The opposition immediately publishes a 416-page report from the anti-mafia prosecution in Catania, suggesting it has received from the Italian secret services, which gives the entire story a new dimension, and international settling of diplomatic scores.

The Socialist Party is suddenly reluctant to politically support Saimir, and the party top is huddled together in several meetings, of course behind closed doors.
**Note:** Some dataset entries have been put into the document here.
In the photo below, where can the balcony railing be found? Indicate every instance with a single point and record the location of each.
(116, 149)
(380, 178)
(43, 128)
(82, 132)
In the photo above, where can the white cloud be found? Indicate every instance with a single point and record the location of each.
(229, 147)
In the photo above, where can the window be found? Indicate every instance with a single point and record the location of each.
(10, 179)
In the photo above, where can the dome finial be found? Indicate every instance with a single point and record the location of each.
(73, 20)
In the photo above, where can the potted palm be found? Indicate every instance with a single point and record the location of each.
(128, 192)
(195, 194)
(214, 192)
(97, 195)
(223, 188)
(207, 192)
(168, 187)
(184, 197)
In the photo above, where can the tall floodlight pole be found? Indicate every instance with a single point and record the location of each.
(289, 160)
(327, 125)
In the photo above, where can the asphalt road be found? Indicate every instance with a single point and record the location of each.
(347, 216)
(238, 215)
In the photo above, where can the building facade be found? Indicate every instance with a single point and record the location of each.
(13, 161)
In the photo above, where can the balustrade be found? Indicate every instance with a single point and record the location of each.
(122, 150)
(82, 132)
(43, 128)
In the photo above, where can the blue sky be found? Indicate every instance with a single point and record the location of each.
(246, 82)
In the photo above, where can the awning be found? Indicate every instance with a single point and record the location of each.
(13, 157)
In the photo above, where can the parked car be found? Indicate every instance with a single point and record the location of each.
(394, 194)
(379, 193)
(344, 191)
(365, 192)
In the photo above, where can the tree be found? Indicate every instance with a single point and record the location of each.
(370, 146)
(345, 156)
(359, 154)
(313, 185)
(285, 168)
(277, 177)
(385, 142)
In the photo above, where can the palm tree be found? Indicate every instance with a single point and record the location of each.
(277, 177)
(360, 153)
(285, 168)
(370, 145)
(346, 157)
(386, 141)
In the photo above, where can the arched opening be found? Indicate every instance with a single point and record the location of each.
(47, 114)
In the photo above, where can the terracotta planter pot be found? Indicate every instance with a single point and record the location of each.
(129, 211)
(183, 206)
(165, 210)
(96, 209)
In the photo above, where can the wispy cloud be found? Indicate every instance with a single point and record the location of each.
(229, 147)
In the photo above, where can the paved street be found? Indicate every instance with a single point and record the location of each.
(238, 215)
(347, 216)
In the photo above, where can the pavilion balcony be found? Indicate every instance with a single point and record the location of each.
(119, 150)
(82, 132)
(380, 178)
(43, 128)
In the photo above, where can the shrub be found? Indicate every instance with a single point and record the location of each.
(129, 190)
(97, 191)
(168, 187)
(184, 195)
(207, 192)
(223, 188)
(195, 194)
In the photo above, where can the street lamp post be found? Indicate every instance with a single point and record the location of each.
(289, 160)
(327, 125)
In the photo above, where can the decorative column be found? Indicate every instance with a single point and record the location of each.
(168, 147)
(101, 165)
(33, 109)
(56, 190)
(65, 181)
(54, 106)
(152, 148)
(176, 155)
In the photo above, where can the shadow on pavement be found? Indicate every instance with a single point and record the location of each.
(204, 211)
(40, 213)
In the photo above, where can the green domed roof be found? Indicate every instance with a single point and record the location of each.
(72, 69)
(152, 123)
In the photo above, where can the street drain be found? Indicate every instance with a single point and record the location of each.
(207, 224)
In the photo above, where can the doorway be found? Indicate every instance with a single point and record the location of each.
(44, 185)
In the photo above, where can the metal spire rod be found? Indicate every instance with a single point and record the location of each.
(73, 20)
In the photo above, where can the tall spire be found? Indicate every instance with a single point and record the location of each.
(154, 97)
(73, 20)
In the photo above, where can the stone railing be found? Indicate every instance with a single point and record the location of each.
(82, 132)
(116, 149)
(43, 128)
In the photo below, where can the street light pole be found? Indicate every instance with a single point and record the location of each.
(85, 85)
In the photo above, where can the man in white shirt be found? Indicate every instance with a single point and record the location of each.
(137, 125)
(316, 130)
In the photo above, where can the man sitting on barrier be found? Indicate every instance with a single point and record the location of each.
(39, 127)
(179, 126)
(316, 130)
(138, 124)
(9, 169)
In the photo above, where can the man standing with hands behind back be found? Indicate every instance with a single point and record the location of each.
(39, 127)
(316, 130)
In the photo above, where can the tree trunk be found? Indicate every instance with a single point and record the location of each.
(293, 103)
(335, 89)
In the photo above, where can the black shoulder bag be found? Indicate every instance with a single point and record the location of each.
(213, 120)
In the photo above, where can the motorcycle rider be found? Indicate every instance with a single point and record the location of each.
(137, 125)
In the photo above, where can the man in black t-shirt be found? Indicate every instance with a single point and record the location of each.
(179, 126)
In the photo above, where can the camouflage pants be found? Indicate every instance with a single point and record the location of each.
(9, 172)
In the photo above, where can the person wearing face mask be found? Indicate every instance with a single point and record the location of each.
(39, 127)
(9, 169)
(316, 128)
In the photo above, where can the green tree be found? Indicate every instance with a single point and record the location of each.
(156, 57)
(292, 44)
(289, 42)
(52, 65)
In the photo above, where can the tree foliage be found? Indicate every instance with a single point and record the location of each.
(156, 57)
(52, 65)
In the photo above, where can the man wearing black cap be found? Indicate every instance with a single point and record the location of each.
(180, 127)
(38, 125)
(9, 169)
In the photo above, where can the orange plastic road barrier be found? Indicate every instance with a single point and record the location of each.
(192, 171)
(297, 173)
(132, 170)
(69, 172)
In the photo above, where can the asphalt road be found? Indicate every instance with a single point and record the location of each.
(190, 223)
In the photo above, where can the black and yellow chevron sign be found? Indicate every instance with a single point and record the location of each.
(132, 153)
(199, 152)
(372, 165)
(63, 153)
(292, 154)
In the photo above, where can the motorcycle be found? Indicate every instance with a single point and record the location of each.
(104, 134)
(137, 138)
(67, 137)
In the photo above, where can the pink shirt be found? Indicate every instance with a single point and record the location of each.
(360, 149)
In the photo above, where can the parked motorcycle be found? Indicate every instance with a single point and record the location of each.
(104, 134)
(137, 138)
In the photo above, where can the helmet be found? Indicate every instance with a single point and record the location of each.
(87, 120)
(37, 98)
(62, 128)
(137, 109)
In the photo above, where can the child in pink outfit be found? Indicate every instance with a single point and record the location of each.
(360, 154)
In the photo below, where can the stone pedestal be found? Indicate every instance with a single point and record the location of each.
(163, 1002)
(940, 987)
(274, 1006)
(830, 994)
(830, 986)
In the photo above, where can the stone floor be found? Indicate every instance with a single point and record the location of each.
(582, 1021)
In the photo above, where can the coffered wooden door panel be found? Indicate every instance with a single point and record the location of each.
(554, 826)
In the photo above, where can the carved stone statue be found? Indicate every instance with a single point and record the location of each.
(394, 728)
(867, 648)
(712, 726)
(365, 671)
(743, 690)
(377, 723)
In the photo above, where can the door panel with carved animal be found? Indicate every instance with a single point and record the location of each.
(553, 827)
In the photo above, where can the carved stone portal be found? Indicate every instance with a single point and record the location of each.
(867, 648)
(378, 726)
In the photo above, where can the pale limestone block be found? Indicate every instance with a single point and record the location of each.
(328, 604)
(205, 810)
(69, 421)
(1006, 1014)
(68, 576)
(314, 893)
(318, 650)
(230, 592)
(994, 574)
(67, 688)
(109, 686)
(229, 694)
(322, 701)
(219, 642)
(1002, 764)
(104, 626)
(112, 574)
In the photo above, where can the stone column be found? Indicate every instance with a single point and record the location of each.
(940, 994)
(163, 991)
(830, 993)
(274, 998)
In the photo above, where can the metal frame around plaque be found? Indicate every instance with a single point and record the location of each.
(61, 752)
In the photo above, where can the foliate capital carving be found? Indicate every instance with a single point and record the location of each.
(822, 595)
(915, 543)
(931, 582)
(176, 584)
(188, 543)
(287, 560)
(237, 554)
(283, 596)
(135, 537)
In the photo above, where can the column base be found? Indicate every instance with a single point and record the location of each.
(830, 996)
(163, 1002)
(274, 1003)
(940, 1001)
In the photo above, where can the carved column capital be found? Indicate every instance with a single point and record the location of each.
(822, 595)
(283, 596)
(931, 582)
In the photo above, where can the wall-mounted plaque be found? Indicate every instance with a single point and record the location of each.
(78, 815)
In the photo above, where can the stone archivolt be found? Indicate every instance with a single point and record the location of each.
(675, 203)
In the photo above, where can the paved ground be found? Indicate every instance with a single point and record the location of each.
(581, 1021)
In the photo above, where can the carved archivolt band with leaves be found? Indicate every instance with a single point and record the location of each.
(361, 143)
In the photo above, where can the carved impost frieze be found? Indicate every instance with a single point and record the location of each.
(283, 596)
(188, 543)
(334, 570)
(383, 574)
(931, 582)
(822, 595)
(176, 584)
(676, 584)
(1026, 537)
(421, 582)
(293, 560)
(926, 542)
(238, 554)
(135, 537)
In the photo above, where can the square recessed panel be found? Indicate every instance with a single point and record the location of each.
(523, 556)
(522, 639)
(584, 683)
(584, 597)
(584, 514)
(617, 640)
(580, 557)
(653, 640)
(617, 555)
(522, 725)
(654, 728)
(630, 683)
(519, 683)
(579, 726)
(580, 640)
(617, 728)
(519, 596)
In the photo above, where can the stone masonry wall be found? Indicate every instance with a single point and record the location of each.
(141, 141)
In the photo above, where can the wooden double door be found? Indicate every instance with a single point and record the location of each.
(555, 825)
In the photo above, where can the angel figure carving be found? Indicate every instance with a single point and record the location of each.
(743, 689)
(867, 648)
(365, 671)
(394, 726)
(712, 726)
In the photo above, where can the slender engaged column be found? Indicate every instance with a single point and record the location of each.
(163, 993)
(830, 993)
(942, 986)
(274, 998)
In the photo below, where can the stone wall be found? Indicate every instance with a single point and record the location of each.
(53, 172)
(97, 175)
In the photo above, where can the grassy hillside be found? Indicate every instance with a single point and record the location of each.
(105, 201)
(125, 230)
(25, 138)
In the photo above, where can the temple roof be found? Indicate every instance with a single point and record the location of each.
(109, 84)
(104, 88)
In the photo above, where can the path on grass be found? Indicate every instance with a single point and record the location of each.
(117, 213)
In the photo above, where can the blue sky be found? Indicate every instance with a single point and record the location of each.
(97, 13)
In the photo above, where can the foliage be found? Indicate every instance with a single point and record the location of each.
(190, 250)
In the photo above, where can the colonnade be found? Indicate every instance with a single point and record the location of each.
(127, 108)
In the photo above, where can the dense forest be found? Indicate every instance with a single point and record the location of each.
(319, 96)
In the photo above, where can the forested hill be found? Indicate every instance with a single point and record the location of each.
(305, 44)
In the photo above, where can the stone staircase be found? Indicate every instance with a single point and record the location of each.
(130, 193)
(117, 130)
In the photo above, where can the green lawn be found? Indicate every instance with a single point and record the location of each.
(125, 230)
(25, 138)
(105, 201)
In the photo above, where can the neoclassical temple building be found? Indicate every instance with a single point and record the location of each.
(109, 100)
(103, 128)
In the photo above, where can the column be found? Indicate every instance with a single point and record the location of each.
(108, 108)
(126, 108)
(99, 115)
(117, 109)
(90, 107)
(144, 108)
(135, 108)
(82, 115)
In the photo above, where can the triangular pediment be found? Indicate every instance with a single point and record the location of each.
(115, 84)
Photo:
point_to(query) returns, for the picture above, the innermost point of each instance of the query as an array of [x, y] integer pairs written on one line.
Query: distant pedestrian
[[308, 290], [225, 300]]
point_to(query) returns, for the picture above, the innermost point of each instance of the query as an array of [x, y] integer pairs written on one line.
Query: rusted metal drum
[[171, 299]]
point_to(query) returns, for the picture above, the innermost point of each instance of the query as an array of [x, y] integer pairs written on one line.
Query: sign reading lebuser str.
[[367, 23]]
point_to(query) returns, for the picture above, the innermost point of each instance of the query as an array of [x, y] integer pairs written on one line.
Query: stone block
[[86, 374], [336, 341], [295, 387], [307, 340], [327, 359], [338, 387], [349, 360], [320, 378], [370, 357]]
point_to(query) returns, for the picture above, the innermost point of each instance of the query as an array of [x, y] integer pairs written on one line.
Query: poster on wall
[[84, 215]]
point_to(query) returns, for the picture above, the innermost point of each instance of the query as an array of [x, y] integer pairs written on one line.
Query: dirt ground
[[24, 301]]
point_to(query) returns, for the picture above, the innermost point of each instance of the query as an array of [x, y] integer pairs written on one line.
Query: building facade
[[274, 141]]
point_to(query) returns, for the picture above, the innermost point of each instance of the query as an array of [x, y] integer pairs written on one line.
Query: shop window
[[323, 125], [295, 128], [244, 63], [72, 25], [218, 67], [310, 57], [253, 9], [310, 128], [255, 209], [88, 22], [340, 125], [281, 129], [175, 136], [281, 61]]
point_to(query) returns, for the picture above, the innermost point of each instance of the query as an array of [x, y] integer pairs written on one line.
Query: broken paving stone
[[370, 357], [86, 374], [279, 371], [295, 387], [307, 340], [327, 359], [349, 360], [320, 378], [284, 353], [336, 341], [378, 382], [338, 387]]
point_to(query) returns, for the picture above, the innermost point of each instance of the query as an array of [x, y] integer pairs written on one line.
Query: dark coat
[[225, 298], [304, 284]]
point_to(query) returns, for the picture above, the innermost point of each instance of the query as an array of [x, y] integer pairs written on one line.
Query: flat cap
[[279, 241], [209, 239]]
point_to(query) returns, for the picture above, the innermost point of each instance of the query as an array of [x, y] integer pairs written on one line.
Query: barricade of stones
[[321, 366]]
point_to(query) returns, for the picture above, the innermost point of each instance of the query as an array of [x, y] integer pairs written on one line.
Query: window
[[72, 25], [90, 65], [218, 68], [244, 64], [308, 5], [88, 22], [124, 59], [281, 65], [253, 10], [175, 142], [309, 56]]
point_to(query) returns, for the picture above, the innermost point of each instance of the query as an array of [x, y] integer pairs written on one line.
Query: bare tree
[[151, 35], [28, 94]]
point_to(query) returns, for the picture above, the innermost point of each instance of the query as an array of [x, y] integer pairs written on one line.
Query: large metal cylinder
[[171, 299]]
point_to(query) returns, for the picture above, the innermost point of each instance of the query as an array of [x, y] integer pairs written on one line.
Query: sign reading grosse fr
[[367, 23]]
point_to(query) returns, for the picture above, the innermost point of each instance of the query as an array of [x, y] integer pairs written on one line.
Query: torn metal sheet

The media celebrate with stories of imaginary confrontations, backstabbing, threats, the involvement of entire government, etc. Saimir himself, leaving his home, feeds the rumors about a confrontation of forces within the Socialist Party, by responding laconically to journalists asking him about the lightning-fast accusation issued by the Albanian prosecutor for participation in a criminal group: You have seen nothing yet.

The Commission for Mandates and Immunities in Parliament, urgently convened to consider the prosecution’s request to lift Saimir’s immunity, in order to search his house and arrest him, was smartly turned into a show process in which the prosecutors became the accused in a well-orchestrated and prepared line of defense that keeps a distance from the former minister without abandoning him: investigate but don’t arrest.

A few days later, Parliament would approve in a plenary session the decision that Saimir Tahiri would be allowed to prepare his defense in freedom, first of all within the Socialist Party, and later, if he manages to keep his political support unabated, the Albanian courts won’t be able to do anything else, because the government will start vetting and of those prosecutors and political enemies not even a shadow will remain.

***

After three days of arrest (the legal term is 48 hours) at the Police of Tirana, Dritan Zagani is visited by a criminal defense lawyer, perhaps called by a colleague, who confirms that he has been arrested for abuse of office and suspicion of collaborating with criminal groups. He is brought to the Court of Serious Crime where his arrest is confirmed.

For the next six months and eight days Dritan will remain in jail waiting uselessly for anyone, prosecutor or investigator, to interrogate him. Meanwhile, after changing lawyer, he discovers that the “criminal groups” with whom he collaborated are the officers of the Guardia di Finanza, stationed in Albania to assist the Albanian police.

After another year under house arrest, and after many “advisory warnings” for the health of his family, and seeing that his dossier has passed from the Prosecution of Serious Crimes to the one in Fier, sustained solely on the accusation of abuse of office, and moves forward very slowly and without guarantee, Dritan takes his family and moves to Switzerland, where he receives political asylum, the status of someone who has fled his country to escape political persecution.

***

Saimir Tahiri celebrates on the streets together with his supporters that call him on the streets, unmoved by the weight of the accusations, enters his luxury car and publishes a festive selfie from his apartment surrounded by media personalities – the photos show the luxury Saimir surrounds himself with and the worries of those who awaited him.

Now the ball is in the court of the prosecution of Catania, which continues its careful investigations. To protect Saimir, and with him the entire chain of government, the Albanian government needs pray and beg that the mercy of actual innocence will be given and that further publication of embarrassing information, which will further feed the heated and hungry public and opposition, will be avoided.

***

The difference, if you have noticed, is power. For dignity, on the contrary, there is no Mastercard.